Large language models (LLMs) are increasingly used to solve complex tasks where they must retrieve and compose many pieces of in-context information in long reasoning chains. For many real-world tasks it is hard to accurately gauge how model performance and strategy change as task complexity grows. To evaluate models' complex reasoning capability in a scalable and verifiable way, we introduce RELIC (Recognition of Languages In-Context), a framework that evaluates an LLM's ability to decide whether a given string belongs to the context-free language (CFL) generated by a grammar presented in-context.

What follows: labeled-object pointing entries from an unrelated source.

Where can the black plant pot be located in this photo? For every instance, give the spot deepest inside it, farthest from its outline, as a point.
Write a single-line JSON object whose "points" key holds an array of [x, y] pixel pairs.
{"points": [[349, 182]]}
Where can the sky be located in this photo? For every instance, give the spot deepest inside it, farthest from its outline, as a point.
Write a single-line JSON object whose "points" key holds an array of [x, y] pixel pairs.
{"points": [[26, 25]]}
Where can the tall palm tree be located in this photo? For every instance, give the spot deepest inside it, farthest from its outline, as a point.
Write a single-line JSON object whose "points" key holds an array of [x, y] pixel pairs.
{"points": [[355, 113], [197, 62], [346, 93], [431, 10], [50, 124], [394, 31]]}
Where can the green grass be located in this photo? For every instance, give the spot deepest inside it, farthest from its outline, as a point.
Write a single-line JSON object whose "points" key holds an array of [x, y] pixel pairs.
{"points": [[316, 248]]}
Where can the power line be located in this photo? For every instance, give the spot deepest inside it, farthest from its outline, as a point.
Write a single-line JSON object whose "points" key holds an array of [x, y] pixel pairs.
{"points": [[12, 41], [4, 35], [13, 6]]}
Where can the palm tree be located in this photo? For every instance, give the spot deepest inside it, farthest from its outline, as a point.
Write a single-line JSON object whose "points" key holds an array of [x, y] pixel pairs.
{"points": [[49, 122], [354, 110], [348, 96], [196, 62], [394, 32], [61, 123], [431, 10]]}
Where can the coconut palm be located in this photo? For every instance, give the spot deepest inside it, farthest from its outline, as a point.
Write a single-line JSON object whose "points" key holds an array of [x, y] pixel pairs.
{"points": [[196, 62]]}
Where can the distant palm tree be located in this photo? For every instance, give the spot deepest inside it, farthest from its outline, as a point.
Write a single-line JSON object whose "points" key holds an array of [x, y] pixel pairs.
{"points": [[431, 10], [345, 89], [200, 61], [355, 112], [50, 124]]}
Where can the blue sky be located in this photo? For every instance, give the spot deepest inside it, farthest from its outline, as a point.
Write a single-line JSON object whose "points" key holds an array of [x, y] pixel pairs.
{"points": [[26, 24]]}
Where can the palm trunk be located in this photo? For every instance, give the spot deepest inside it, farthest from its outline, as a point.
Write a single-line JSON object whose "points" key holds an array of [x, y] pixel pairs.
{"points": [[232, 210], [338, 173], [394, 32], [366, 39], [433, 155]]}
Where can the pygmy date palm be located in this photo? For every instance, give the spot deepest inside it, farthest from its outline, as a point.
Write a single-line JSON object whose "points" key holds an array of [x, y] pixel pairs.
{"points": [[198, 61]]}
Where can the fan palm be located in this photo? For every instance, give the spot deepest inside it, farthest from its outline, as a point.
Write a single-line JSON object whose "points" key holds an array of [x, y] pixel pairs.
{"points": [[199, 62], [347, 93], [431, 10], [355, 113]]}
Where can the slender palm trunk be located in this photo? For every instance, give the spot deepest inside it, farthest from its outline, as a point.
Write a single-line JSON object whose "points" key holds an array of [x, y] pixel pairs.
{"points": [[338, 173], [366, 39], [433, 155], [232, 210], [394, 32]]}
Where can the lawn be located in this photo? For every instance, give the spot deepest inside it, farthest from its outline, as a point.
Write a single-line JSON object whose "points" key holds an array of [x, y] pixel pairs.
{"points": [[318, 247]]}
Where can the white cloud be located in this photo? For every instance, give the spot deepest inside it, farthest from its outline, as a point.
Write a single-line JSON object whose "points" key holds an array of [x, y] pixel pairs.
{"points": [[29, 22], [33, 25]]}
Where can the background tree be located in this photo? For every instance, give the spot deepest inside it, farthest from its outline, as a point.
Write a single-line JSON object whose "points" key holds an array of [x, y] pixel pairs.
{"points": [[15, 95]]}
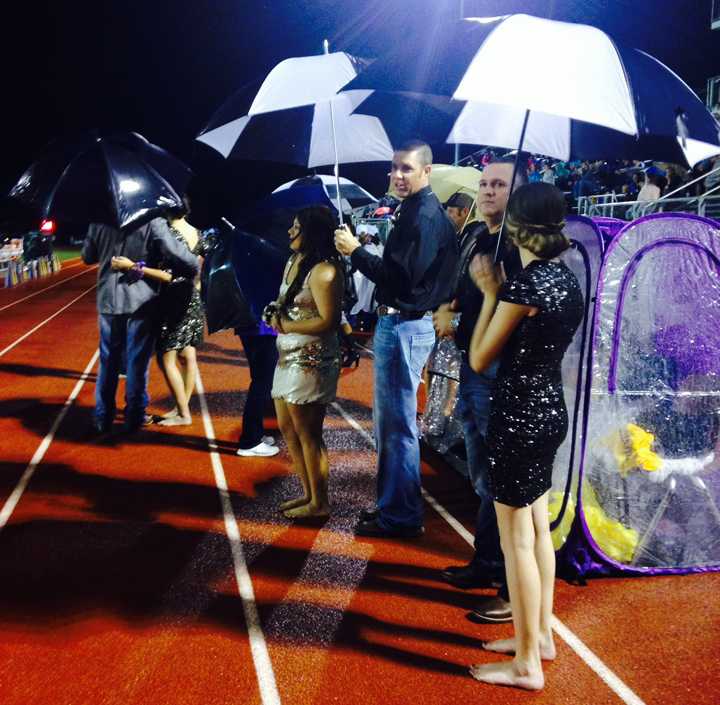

CFL recognition allows us to modulate the intrinsic complexity of the problem by varying grammar size and string length and translate this asymptotic complexity into predictions for ideal LLM performance. We find that even the most advanced reasoning models perform poorly on RELIC, not only failing to appropriately scale their inference compute to keep pace with task difficulty, but even reducing the number of reasoning tokens they use as task complexity increases. We find that these decreases in compute accompany changes in reasoning strategy, as models move from identifying and implementing algorithmic solutions to guessing. For models whose full completions go uninspected, this manifests as ``quiet quitting'' on hard tasks.